• When regulatory authorities question the safety of your products or about effectiveness of your pharmacovigilance system, our team of consultants can help to interpret the queries, identify necessary resources for the response and develop the right strategy.
  • FHS consultants can help companies prepare with pre-hearing rehearsals or attend and support during oral representations with the regulators.
  • Safety Data Exchange Agreements (SDEA) governs the inbound flow and management of the safety information and they are a legal requirement in all cases where safety data might be received by any third party that is not the license holder.
  • The types of safety data received can be very varied, they can be reports of adverse events but equally they can be other safety data: reports of abuse, misuse, overdose, medication error, use in pregnancy, lack of efficacy – and others.
  • The MAH must have a system in place to receive these reports, the 3rd party must have processes in place to transmit these reports to the MAH and there must be an SDEA in place to control and guarantee that no safety data falls through any “gaps”. It is imperative that all the data gets through and there needs to be a system of acknowledgement of receipt and reconciliation of data sent and received.

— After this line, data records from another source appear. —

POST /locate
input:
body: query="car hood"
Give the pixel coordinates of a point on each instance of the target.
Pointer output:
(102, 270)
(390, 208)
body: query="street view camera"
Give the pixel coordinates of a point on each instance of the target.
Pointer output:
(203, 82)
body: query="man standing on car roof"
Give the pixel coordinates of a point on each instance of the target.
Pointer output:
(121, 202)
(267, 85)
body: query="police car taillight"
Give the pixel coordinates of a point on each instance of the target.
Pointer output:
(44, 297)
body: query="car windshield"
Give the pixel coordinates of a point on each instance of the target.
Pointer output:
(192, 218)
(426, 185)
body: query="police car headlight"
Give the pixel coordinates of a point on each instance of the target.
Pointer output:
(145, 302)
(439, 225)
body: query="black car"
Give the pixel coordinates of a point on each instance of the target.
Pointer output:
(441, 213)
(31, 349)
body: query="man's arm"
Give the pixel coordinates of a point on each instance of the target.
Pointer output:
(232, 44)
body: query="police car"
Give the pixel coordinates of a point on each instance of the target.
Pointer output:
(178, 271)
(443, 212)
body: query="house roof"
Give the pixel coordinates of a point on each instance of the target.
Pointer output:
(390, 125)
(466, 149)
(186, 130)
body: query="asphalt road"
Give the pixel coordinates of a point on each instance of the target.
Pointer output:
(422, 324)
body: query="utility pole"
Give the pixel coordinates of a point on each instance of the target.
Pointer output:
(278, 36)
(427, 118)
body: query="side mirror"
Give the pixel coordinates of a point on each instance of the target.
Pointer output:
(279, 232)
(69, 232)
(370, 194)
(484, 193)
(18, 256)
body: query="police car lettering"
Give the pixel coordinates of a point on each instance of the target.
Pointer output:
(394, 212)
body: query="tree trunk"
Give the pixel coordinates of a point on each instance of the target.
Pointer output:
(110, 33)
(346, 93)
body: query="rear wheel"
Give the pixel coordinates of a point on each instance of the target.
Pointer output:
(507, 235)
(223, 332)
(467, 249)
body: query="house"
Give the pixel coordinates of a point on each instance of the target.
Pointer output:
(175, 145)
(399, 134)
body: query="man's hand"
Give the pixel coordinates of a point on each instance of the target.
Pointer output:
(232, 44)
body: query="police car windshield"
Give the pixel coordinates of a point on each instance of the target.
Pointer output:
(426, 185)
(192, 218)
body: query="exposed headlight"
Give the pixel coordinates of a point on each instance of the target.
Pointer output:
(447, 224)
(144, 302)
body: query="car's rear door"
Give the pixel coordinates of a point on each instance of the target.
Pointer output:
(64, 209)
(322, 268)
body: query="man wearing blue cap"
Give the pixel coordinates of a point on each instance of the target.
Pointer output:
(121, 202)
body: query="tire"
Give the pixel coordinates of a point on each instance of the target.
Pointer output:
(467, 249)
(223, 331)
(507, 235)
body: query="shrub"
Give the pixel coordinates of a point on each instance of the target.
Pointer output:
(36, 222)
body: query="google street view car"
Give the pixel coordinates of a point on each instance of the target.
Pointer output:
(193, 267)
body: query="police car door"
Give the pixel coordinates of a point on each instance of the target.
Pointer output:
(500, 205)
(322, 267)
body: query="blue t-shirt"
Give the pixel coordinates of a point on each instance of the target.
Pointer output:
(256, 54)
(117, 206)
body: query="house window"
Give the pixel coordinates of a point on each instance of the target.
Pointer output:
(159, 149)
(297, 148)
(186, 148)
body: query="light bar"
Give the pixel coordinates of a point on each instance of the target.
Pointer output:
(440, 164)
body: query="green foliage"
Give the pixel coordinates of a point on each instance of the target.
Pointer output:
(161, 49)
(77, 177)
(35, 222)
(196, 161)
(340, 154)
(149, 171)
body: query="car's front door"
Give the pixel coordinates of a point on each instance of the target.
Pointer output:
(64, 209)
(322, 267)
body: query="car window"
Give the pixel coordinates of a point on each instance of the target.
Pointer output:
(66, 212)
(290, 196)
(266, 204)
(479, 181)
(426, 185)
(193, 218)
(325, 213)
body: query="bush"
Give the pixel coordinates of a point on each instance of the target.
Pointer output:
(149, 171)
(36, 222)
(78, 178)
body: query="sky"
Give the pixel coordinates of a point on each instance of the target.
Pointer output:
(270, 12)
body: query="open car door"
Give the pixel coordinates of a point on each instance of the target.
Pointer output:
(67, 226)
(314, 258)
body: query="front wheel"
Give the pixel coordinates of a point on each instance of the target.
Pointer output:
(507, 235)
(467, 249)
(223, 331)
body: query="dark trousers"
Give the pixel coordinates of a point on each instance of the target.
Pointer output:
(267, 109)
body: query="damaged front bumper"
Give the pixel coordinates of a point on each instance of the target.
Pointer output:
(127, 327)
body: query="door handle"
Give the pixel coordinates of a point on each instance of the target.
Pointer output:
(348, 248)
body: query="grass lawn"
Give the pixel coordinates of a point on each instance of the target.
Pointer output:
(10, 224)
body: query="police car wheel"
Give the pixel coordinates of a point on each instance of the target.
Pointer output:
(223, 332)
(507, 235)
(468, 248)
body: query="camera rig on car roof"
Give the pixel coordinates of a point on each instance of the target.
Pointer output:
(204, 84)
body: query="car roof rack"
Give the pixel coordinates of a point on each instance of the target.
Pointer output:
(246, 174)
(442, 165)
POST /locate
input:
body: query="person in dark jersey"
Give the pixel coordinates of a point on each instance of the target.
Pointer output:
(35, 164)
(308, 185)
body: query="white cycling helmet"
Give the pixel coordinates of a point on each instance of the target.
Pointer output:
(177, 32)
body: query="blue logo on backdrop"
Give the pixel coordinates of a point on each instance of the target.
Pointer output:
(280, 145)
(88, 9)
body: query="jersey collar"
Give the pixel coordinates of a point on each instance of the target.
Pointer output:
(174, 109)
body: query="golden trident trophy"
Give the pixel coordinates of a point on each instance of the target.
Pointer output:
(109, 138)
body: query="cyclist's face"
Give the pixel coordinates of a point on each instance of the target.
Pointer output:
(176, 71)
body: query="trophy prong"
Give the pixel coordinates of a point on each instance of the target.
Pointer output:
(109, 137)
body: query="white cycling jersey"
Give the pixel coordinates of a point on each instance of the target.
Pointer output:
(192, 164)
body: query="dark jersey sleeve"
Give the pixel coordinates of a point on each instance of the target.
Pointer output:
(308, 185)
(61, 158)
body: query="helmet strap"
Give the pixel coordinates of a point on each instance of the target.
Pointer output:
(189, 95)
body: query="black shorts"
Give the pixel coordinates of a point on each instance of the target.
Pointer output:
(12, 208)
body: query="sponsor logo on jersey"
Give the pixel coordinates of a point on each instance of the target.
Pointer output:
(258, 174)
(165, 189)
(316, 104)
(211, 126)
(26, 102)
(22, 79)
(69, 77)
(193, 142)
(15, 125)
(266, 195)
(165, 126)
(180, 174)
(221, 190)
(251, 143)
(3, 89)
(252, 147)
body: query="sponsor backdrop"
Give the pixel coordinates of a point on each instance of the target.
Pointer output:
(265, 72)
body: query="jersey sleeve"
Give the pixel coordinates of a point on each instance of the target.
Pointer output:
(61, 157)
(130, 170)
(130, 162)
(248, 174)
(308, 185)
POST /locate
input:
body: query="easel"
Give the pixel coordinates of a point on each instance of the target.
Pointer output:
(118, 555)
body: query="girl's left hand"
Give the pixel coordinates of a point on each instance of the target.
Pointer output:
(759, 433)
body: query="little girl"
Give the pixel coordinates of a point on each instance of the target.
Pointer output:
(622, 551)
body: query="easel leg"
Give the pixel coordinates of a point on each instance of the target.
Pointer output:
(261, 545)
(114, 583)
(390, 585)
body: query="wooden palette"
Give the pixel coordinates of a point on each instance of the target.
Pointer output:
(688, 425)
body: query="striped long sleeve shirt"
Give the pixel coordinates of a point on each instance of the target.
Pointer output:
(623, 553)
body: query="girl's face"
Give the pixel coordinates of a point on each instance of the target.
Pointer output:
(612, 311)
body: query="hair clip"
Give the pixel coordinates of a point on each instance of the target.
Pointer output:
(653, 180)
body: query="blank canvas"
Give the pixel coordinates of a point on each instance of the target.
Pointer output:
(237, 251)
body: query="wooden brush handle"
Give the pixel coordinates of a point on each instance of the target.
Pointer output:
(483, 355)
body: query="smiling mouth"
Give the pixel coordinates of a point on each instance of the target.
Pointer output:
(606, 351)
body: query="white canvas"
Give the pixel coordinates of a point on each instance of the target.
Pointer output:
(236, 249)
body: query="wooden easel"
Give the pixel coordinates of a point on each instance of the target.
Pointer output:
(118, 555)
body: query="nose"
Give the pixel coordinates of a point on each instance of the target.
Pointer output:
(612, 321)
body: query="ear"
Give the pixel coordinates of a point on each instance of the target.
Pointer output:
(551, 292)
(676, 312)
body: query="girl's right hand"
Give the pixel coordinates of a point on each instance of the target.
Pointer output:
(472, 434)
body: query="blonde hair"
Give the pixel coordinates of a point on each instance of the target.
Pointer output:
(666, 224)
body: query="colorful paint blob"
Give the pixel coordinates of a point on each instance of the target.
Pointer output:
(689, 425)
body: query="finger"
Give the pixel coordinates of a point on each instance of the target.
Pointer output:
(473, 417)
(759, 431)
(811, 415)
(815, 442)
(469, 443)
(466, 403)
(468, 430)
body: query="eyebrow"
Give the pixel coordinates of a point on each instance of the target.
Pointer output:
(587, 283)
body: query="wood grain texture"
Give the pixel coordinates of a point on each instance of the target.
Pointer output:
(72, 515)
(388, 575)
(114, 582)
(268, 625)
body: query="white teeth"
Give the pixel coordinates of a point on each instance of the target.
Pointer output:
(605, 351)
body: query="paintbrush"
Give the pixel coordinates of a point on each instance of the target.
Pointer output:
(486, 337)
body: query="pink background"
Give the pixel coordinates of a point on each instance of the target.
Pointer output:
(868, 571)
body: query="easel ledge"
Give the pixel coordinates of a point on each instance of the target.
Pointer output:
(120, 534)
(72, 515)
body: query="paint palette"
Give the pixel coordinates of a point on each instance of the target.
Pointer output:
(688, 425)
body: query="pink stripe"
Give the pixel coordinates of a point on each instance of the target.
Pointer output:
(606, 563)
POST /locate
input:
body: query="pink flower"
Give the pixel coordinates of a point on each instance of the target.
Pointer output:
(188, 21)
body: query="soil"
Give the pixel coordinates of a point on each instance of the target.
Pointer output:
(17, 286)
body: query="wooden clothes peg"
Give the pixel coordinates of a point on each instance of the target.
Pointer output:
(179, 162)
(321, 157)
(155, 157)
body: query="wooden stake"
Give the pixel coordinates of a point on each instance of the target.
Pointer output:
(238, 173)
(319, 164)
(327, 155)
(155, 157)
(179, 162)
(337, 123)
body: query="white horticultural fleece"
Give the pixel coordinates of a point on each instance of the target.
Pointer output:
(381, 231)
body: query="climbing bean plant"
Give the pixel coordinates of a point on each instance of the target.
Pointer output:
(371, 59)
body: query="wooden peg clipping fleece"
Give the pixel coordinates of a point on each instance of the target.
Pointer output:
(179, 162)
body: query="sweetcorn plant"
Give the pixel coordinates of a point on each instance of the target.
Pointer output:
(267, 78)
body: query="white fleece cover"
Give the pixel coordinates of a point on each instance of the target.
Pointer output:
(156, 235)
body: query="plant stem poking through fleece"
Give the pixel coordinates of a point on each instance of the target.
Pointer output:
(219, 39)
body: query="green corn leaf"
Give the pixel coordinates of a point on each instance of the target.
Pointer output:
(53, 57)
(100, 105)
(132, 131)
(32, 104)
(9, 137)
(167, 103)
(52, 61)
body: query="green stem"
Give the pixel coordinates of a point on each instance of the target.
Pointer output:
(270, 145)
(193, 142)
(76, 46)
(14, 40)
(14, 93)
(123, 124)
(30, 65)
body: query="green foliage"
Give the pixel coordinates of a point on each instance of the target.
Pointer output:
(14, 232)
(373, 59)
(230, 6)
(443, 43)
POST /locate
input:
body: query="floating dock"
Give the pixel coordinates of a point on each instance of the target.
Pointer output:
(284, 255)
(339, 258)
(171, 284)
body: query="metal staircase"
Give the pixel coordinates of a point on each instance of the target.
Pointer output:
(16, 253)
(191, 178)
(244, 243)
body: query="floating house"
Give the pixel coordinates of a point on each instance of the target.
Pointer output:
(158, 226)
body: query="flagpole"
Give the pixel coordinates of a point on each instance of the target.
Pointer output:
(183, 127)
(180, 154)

  • Depending on the relationship, the SDEA may have to include assignation of responsibility for EU QPPV, PSUR writing, literature searching, the submission of reports to regulatory authorities, answering regulatory authority questions, handling product complaints, signal detection, hosting the safety database and ongoing benefit-risk evaluation.
  • If some or all pharmacovigilance activities are being outsourced, including Medical Information, Call Centres, Adverse Event Processing, the SDEA needs to be comprehensive, detailing which parties are responsible for which activities, even though the ultimate responsibility lies with the MAH. None of the above lists are exhaustive - the types of data and activities governed by SDEAs will differ from company to company and from product to product.
  • All the SDEAs must be part of the MAH’s quality management system and the writing, approval and documentation of each SDEA and each type of SDEA must follow company SOPs and be auditable. This is a regulatory requirement and SDEAs are inspected during pharmacovigilance inspections and audits.
  • Our teams construct robust, reliable agreements to ensure there is a mechanism whereby the correct data can reach the correct destination within a prescriptive and compliant timescale, ensuring that all activities occurring throughout the transit process are compliant with the regulations governing them.